PRINCETON: University center gains approval

By Victoria Hurley-Schubert, Staff Writer
   Another Princeton University proposal passed through the Planning Board last week, making for three major expansion projects.
   The Andlinger Center for Energy and the Environment received unanimous approval from the board on Thursday night with two conditions.
   The building will be located on a four-acre site on a 12-acre parcel at the corner of Olden Street and Prospect Avenue in the engineering quad at the eastern most extension of campus. The site contains the engineering buildings, known as E quad, Bowen Hall and a parking garage. On campus, it is diagonally situated across the campus from the proposed arts and transit neighborhood near the Dinky station.

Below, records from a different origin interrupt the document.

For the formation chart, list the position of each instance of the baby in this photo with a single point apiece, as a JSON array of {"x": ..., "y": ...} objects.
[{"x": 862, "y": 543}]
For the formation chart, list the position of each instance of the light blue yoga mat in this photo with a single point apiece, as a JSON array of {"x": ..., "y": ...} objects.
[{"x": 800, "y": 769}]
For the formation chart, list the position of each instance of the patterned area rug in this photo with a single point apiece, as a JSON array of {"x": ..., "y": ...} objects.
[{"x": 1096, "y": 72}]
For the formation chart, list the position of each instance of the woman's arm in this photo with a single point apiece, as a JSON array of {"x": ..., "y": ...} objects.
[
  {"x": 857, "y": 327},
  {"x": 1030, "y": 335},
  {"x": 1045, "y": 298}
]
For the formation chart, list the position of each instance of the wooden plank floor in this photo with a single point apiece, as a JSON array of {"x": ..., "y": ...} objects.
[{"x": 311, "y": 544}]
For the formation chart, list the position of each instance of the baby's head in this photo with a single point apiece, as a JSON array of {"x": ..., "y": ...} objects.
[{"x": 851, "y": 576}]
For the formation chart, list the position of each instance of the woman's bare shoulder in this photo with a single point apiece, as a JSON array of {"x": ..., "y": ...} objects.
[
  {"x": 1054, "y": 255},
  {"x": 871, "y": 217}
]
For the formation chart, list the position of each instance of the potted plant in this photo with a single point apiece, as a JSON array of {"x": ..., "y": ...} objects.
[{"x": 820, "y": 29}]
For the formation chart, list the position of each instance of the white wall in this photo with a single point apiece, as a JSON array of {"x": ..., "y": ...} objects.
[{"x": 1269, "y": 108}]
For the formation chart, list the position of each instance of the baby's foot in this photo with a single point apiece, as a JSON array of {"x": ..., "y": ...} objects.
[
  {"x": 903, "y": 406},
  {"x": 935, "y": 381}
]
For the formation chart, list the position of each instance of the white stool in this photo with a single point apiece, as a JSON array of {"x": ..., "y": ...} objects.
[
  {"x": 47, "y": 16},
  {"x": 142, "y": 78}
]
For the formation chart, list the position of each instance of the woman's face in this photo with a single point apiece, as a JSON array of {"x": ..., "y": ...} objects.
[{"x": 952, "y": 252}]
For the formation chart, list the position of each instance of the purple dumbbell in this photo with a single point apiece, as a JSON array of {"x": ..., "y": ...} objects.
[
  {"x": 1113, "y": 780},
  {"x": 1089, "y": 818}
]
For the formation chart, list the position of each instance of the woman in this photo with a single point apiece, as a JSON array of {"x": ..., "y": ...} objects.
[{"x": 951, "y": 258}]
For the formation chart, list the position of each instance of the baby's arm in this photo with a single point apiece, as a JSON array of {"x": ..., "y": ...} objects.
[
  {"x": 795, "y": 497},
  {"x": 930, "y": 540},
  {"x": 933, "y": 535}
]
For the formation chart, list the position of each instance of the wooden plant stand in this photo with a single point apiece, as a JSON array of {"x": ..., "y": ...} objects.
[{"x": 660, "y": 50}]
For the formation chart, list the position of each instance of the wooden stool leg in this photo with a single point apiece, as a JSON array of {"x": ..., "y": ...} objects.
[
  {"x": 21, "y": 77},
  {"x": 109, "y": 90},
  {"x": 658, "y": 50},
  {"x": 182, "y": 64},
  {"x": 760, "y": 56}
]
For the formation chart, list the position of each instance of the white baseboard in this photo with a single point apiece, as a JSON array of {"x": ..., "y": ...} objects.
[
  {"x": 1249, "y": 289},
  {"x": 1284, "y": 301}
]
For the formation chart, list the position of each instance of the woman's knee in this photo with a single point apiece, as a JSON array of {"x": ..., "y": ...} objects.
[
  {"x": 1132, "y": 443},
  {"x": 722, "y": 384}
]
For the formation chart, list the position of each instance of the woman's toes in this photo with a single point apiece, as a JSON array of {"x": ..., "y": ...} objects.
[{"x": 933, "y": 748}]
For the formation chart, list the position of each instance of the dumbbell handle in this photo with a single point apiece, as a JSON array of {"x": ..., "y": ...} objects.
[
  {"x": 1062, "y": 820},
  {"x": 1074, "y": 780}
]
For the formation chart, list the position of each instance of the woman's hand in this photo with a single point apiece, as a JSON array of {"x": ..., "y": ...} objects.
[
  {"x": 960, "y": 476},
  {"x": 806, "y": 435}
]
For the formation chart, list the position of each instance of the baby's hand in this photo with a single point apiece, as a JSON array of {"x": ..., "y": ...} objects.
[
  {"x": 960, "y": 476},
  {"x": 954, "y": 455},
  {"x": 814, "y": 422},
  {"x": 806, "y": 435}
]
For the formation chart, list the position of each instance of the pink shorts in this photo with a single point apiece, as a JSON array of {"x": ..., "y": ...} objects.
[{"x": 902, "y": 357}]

   The Carl Fields Center and Liberation Hall will be demolished and the new buildings are nestled into space between E quad buildings and Bowen Hall. Programs that had been held in Liberation Hall and the former Osborne Fieldhouse, including Carl Fields Center, have already been relocated to 58 Prospect Avenue, across the street.
   Focus of the 103 employees working at the three-story, 128,000 square foot building will be on the study of energy and sustainable energy. The building will contain lab, classroom and administrative spaces, with lab space taking up the majority of the space. There will be 31 faculty members, 31 researchers and 41 graduate students in the building. Some of the staff will be existing staff already working on campus in various locations.

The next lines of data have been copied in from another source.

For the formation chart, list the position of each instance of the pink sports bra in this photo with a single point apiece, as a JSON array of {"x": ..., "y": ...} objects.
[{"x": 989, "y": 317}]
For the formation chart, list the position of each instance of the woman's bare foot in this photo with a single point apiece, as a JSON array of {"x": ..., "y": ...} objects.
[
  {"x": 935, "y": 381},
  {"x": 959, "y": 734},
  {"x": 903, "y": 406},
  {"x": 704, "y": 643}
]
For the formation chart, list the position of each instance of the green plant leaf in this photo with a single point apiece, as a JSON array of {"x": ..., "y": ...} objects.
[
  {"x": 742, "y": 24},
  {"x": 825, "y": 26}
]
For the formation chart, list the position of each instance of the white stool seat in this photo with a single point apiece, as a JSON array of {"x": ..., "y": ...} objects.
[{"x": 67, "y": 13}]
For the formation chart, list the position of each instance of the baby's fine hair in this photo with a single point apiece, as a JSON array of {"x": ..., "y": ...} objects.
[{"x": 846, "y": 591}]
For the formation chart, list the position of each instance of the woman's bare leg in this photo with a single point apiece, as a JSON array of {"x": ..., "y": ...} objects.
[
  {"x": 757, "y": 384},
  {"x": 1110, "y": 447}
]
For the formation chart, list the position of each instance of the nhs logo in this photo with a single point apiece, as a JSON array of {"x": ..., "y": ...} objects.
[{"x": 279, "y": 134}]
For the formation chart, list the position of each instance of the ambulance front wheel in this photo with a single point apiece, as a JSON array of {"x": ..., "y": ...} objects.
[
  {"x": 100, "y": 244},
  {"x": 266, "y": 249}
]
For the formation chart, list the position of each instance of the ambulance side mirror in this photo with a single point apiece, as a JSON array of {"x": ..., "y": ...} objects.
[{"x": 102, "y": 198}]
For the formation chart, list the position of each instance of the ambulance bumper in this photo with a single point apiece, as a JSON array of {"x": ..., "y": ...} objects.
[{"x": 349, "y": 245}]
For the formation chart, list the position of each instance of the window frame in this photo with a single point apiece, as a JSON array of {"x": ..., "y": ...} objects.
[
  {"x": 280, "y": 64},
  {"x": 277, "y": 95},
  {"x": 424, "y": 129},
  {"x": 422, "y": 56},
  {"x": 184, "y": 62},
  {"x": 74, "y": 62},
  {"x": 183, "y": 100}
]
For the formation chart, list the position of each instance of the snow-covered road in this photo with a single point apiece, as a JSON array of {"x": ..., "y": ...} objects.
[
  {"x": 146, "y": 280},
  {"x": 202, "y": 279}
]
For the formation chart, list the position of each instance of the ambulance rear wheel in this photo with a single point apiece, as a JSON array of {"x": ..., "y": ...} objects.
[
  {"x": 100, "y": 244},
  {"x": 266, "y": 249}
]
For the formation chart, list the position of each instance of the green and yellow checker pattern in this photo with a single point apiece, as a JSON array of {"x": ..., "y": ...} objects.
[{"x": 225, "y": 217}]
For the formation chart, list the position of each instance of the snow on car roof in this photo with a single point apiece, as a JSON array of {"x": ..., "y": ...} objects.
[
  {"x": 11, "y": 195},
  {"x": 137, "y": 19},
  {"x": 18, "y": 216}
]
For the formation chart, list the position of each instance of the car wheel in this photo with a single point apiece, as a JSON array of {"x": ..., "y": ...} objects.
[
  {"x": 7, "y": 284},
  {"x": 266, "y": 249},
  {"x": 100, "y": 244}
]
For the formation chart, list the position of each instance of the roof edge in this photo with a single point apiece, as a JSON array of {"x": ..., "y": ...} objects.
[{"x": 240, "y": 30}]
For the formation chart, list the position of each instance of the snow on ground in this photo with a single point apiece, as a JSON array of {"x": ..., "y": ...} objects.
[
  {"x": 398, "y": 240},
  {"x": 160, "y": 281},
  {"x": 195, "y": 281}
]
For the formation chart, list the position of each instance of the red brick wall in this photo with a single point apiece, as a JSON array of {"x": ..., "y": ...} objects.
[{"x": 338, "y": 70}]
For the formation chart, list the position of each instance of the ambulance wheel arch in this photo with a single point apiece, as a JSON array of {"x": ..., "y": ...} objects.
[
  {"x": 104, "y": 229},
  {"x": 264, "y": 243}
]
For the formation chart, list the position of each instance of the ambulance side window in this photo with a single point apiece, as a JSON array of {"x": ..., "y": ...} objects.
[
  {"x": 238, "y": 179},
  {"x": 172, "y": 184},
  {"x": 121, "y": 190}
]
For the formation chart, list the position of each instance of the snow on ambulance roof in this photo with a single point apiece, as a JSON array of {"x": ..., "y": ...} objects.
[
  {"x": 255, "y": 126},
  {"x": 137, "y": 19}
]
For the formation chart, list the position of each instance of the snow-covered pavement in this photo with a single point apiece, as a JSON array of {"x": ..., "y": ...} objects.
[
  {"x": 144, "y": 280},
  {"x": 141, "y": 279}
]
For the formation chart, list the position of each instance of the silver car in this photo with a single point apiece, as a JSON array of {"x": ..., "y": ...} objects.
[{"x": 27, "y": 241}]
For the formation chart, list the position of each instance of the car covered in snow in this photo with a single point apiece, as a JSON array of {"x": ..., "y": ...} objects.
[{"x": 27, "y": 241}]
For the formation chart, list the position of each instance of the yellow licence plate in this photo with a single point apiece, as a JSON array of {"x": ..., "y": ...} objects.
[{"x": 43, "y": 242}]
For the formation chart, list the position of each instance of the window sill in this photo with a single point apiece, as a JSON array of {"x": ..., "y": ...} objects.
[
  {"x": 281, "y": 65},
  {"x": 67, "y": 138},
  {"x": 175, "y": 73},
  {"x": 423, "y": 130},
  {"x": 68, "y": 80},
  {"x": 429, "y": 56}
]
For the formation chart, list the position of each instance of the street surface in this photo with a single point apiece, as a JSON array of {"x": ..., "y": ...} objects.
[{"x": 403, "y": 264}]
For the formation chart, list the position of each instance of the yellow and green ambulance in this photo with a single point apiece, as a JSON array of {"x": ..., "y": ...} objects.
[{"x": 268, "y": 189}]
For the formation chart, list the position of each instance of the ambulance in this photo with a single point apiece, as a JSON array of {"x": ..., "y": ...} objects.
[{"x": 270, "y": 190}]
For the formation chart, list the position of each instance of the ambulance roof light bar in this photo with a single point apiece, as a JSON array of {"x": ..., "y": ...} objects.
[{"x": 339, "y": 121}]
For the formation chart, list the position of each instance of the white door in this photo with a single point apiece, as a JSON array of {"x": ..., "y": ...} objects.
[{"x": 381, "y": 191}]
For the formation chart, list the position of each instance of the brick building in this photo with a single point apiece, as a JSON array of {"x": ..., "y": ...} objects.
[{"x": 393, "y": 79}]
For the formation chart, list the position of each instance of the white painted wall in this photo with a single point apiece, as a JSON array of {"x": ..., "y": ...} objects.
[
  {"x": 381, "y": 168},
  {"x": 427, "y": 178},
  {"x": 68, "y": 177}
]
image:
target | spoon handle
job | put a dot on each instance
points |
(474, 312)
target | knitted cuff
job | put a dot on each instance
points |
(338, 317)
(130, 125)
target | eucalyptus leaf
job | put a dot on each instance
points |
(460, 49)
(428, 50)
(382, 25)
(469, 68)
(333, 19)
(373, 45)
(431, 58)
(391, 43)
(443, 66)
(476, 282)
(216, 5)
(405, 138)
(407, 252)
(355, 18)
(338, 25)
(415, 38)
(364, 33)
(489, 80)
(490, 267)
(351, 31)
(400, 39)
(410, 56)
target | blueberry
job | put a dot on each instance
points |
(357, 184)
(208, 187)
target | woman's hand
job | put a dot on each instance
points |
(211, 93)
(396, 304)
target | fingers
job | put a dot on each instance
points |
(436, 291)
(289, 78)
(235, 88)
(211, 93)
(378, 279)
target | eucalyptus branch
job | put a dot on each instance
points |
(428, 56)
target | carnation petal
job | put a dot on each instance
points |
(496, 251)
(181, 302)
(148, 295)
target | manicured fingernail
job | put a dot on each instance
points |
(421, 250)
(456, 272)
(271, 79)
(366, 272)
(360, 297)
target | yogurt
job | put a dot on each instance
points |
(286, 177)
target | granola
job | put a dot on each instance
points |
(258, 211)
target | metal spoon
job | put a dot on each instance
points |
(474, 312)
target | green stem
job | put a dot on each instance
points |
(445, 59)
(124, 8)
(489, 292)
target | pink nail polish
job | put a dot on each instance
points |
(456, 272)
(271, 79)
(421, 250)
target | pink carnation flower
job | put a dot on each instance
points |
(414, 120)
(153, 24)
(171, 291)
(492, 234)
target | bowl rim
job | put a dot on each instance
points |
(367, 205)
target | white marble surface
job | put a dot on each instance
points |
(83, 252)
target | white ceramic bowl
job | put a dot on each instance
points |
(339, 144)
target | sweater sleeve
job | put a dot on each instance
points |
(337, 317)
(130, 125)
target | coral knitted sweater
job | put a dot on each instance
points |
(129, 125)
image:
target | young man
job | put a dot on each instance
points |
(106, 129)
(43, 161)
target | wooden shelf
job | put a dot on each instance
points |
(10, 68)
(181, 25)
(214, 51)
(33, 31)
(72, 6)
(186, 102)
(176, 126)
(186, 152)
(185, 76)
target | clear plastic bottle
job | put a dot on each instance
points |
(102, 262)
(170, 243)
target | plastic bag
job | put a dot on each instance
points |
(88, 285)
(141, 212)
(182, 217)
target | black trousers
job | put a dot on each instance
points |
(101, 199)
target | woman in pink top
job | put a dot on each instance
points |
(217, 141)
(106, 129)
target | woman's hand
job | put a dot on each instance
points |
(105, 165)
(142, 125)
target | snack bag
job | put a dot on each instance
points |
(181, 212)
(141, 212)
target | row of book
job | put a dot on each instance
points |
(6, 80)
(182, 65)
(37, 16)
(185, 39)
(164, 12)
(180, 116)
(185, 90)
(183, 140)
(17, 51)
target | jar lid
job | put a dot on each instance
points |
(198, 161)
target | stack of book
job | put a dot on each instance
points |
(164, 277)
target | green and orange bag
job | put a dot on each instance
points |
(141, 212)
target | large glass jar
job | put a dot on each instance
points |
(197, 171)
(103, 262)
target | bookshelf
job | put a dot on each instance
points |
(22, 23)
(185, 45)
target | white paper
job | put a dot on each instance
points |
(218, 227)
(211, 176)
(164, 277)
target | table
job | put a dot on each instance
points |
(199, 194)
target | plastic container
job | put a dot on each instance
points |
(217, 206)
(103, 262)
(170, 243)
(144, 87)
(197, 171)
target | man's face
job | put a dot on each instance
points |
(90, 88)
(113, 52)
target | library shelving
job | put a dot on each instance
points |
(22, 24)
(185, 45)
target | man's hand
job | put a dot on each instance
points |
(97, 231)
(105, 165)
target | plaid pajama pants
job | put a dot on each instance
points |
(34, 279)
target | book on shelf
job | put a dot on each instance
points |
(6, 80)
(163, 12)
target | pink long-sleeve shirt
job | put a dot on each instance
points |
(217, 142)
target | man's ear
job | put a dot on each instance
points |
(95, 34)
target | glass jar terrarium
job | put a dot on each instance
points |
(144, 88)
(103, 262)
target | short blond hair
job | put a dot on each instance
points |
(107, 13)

   ”This project has implications for the entire planet,” said Emily Carter, director of Andlinger. “It is meant to look for and research breakthrough discoveries in areas that will get us off fossil fuels as not just a nation, but the entire planet so we can preserve the planet.”

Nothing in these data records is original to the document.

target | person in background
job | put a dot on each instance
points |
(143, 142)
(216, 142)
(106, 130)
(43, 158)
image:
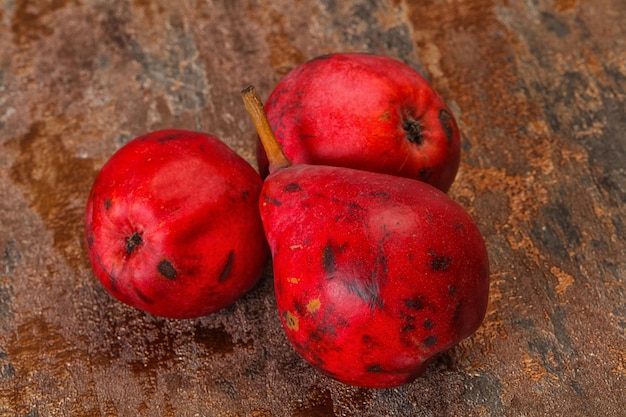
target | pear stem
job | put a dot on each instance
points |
(254, 106)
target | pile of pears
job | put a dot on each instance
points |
(377, 272)
(375, 275)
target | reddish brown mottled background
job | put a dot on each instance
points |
(539, 90)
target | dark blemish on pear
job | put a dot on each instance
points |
(414, 131)
(430, 341)
(329, 260)
(229, 264)
(445, 119)
(292, 187)
(271, 200)
(133, 242)
(142, 296)
(166, 269)
(439, 263)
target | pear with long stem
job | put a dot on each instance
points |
(375, 276)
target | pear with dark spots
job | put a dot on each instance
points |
(364, 111)
(172, 225)
(363, 264)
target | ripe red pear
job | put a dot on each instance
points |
(375, 275)
(173, 227)
(367, 112)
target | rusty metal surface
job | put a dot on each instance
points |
(539, 89)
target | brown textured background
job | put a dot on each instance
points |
(539, 90)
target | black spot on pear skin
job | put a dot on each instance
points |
(166, 269)
(414, 131)
(229, 264)
(439, 263)
(445, 119)
(133, 242)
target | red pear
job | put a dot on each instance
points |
(367, 112)
(375, 275)
(173, 227)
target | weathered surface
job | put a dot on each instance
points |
(539, 89)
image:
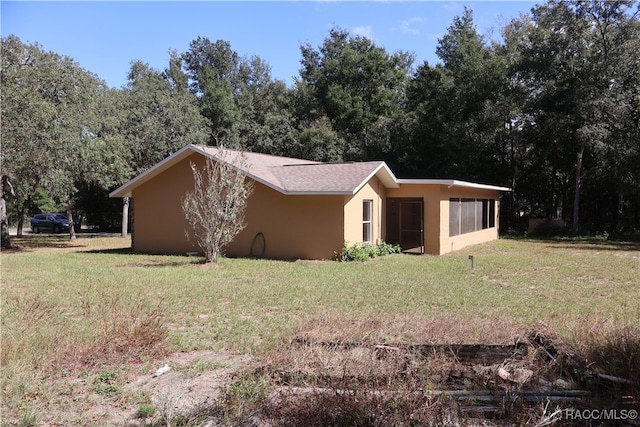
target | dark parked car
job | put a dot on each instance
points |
(54, 223)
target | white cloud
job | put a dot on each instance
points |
(364, 31)
(409, 25)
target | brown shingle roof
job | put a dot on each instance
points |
(297, 176)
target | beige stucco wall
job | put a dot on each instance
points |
(305, 227)
(308, 227)
(372, 190)
(158, 222)
(449, 244)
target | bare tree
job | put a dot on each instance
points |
(215, 208)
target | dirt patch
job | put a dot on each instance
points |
(189, 389)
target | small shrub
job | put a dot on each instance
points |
(146, 410)
(105, 383)
(365, 251)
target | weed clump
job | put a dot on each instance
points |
(365, 251)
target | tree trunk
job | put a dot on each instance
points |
(72, 228)
(4, 221)
(576, 194)
(125, 216)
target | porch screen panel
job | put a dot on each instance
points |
(454, 217)
(467, 215)
(492, 213)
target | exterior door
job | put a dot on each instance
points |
(405, 223)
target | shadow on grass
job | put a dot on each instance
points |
(31, 242)
(582, 243)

   ”In this project what we are doing is bringing together all of our school of engineering, all the sciences, the school of architecture, the Woodrow Wilson School (of Public and International Affairs) ; anyone who is interested, they are welcome,” said Ms. Carter. “This is an opportunity, this is such an important research and education program for the university.”
   Developed by Tod Williams Billie Tsien Architects of New York, one story of the building will be below grade, with a street level and second story, working with the natural slope of the site. All of the buildings will be connected and an enclosed bridge will connect to the E quad to the new buildings.
   The buildings are organized around pubic and private gardens and feature rooftop gardens, which are key parts of the project since part of the focus of the buildings is environmental research. One garden will be public at the entrance to the complex and two private gardens will only be accessible through the buildings.
   The brick wall that runs adjacent to Olden Street and Prospect Avenue, designed by the firm McKim, Mead and White, will remain in place.
   The building will be built to LEED Silver certification standards.
   The site will include additional sidewalks and bike paths.